The second is not all it seems. It is great, as Joyce Poon of Gavekal Research points out, that 27% of Topix index companies can boast that at least one third of their board are independent directors, up from only 6% in 2014. Also, she says, “a sharper focus on delivering shareholder value has helped drive an increase in profitability that is expected to see returns on equity for Topix companies exceed 10% in the fiscal year.”

That is great for Japan’s 1% – those with sizable stock holdings. Ditto for big landowners as the BOJ’s largess supports real-estate values. For the other 99%, not so much, as wages lag far behind gains in asset values. Herein lies the biggest flaw in Japan’s second-longest postwar expansion: the benefits are not trickling down very far.

What might this mean for the BOJ? Less latitude to withdraw from markets than traders currently realize.

For years, monetary economists craved more insights and directives from major central banks. One wonders, though, if BOJ Governor Haruhiko Kuroda should revert to the days of old and talk less.

Kuroda talks, markets move

No, the monetary authority of the third-biggest economy should not become opaquer. But Kuroda is not only talking too much these days, but in circles – and in ways that may deaden the potency of his policies.

In parliament on Tuesday, Kuroda said the BOJ is considering how to eventually begin wrapping up history’s biggest easing campaign. Predictably, markets jumped to attention, figuring BOJ “tapering” is imminent. What traders should’ve done in response to Kuroda’s “we’re conducting various discussions” comment was to look backward.

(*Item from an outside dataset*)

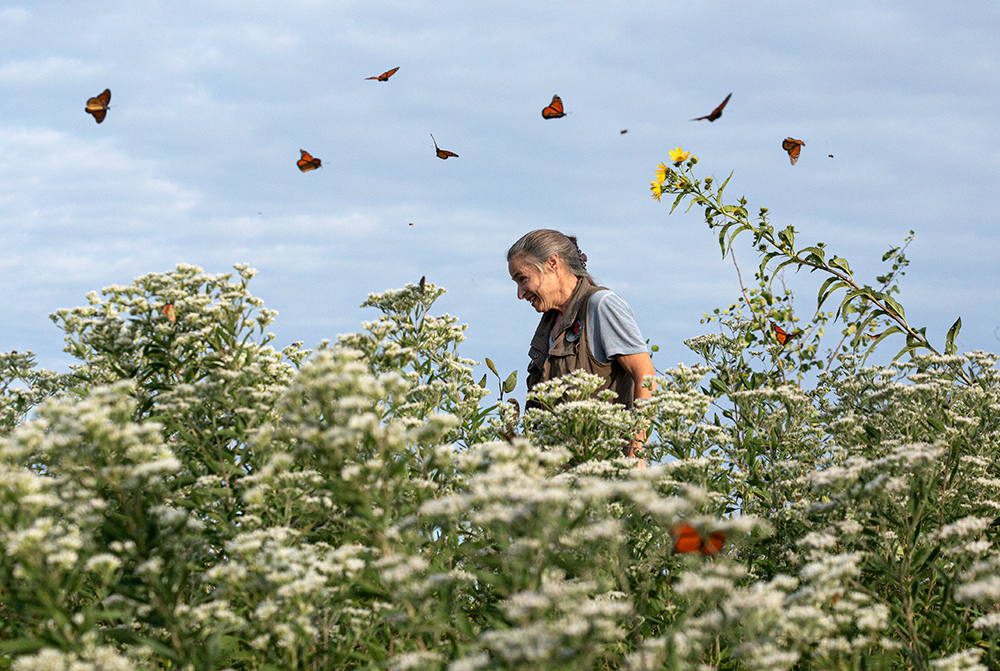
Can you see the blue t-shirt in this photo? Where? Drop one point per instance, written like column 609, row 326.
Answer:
column 611, row 327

Remember? Kuroda’s three predecessors had these same conversations, ad nauseum, over the last 15-plus years. One of them, Toshihiko Fukui, even managed to scrap quantitative-easing in 2003. Yet by 2008, QE returned under Fukui’s successor Masaaki Shirakawa. Beginning in 2013, of course, Kuroda took the BOJ’s balance sheet into uncharted territory.

So, yeah. BOJ officials fantasize about an eventual return to monetary normalcy, just like their myriad predecessors. This new brainstorming effort, the one Kuroda mentioned Tuesday, would be more intriguing if not for the yen’s rally and a coming trade war – compliments of a White House that Abe thought was on Tokyo’s side.